How to say cucumber in Spanish

Later acquittal for Spain's pickle

The Spaniards blame German crisis management for the fact that sales of their cucumbers and tomatoes in Europe have almost come to a standstill. Since EHEC pathogens were discovered on cucumbers from southern Spain in Hamburg, more and more EU countries had closed their borders to Spanish vegetables and plunged the country's agriculture into its worst crisis in recent history. Tons of freshly harvested crops had to be shredded, plowed under or thrown in the garbage. The industry puts the vegetable farmers' losses at up to 200 million euros per week.

On Tuesday (May 31, 2011) Hamburg's Senator for Health, Cornelia Prüfer-Storcks, admitted that the EHEC pathogens discovered on Spanish cucumbers were apparently not responsible for the wave of disease in northern Germany. This was the result of a laboratory test in two out of three Spanish cucumbers seized.

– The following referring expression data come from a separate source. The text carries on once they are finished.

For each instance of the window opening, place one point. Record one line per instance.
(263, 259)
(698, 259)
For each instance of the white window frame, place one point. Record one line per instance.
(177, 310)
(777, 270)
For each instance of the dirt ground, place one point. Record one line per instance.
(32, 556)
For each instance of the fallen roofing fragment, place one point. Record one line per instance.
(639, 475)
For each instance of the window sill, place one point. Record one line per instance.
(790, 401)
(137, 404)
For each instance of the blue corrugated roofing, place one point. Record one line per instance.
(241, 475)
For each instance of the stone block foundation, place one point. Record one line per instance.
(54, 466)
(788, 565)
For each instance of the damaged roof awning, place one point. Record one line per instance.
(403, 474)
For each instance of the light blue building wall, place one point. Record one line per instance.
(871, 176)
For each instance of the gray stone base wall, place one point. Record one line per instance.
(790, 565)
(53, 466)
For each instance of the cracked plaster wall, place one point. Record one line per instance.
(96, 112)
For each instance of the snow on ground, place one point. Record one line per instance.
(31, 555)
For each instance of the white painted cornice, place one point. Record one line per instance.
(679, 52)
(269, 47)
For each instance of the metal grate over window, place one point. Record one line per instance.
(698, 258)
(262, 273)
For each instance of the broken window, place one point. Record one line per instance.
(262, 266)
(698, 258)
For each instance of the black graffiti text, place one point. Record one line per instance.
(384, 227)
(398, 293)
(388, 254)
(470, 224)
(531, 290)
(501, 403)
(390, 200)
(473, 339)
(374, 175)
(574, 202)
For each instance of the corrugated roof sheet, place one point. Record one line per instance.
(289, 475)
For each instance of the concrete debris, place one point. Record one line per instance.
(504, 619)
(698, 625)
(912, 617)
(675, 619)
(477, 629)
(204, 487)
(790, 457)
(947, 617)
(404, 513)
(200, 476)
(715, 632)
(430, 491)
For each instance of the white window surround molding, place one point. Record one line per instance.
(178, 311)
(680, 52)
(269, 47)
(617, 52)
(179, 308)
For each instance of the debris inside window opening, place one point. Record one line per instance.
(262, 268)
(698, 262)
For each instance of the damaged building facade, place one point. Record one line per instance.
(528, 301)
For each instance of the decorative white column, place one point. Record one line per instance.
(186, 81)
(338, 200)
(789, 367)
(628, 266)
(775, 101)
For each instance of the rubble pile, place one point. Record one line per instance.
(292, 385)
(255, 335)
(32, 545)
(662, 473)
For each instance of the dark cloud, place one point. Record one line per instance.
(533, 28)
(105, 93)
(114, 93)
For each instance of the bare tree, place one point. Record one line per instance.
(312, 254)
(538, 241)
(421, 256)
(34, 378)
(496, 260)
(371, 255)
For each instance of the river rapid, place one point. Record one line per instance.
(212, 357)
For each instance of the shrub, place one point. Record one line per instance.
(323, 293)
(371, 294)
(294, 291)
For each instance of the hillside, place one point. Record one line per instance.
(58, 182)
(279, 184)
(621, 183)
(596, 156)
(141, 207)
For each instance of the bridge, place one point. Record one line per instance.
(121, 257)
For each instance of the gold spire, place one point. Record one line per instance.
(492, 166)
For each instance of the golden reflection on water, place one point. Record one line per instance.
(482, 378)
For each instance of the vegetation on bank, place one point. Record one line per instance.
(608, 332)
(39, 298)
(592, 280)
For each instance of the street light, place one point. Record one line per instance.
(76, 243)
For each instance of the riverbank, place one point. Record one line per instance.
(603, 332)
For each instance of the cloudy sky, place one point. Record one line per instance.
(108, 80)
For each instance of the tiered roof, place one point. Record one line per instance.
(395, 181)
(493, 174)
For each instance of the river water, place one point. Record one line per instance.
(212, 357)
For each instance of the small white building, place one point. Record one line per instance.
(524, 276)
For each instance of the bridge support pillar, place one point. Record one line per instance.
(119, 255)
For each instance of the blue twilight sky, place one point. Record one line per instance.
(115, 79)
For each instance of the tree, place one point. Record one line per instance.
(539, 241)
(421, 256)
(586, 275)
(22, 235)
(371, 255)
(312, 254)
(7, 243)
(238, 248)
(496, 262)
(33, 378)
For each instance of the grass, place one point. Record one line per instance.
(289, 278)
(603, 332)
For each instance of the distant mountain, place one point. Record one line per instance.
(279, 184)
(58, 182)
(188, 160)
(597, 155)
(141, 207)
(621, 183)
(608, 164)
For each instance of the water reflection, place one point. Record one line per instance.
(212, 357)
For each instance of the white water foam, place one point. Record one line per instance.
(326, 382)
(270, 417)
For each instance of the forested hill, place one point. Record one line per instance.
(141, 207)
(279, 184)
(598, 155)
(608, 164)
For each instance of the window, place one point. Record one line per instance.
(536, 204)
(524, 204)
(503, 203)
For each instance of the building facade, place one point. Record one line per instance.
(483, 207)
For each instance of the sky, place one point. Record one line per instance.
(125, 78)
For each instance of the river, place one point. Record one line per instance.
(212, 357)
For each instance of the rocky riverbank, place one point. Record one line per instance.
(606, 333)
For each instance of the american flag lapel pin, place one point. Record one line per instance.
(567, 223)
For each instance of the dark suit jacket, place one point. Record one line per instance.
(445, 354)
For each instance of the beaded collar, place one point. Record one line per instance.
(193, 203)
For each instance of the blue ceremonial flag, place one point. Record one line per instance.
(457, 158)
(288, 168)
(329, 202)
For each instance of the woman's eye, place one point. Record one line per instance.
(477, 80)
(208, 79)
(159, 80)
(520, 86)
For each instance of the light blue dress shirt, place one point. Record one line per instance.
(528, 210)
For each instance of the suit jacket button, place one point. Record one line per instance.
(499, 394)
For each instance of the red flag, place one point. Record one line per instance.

No all-clear for consumers

The health senator said that the source of the life-threatening illnesses is still in the dark. Last week in Hamburg, EHEC pathogens were discovered on three Spanish cucumbers and one cucumber of unknown origin. However, the EHEC type could only now be identified. And since then it has been clear: The bacterial strains on the Spanish vegetables do not match the type O104, which leads to the life-threatening hemolytic uremic syndrome (HUS). HUS is a serious complication in EHEC sufferers, which in the worst case leads to blood changes and kidney failure.

Currently difficult to sell: fresh salad and raw vegetables

However, Prüfer-Storcks did not want the acquittal for the Spanish cucumbers to be understood as the all-clear: The contaminated cucumbers are in any case not harmless because they carry an EHEC pathogen, said the head of the Hamburg health authorities. The official consumption warning is also correct, because the protection of life must be more important than economic interests. The urgent advice of the Robert Koch Institute (RKI) therefore continues to apply, especially in northern Germany, as a precaution, not to eat raw cucumbers, tomatoes or lettuce.

Diplomatic upsets and trade disputes

In Spain, the "boycott" of Spanish cucumbers and tomatoes is not only considered unjustified, but also a violation of EU rules. "Germany is the strongest country in the EU, but it must not proceed according to its mood," said the Prime Minister of Andalusia, José Antonio Griñán. The Spanish Agriculture Minister Rosa Aguilar shares the same message: "We are disappointed with the way Germany has dealt with this crisis," she said and announced that she would demand compensation at EU level for all European farmers who have lost money due to EHEC . Nobody was directly infected with EHEC in their country. This shows that the cause could also lie elsewhere. Spain demands that all trade in its vegetables must be resumed immediately.

The "cucumber crisis" caused not only diplomatic resentment, but also a trade dispute. Spain accuses other EU states of using the crisis only as a pretext to protect their own farmers from unpleasant competition from Spain. "We learned that France is also rejecting Spanish peaches at the border," reported the Andalusian Minister of Agriculture, Clara Aguilera. The export of plums, blueberries and raspberries from Spain is also facing obstacles.

Quick test should make the search easier

The search for the source of the EHEC infection must now start again from scratch. Hamburg's Senator for Health Prüfer-Storcks said that a number of other foods were also examined in the Hanseatic City's Hygiene Institute. A new rapid test from Münster may help, which can detect the life-threatening intestinal germ within a few hours - both in humans and on vegetables. The Federal Institute for Risk Assessment (BfR) in Berlin has also developed a specific detection system for the current EHEC germ in food. These tests are intended to help uncover the source of the infection with the EHEC strain O104 and to quickly remove the high-risk foods from the market.

The number of fatalities in Germany is now 15 - 13 of them are women.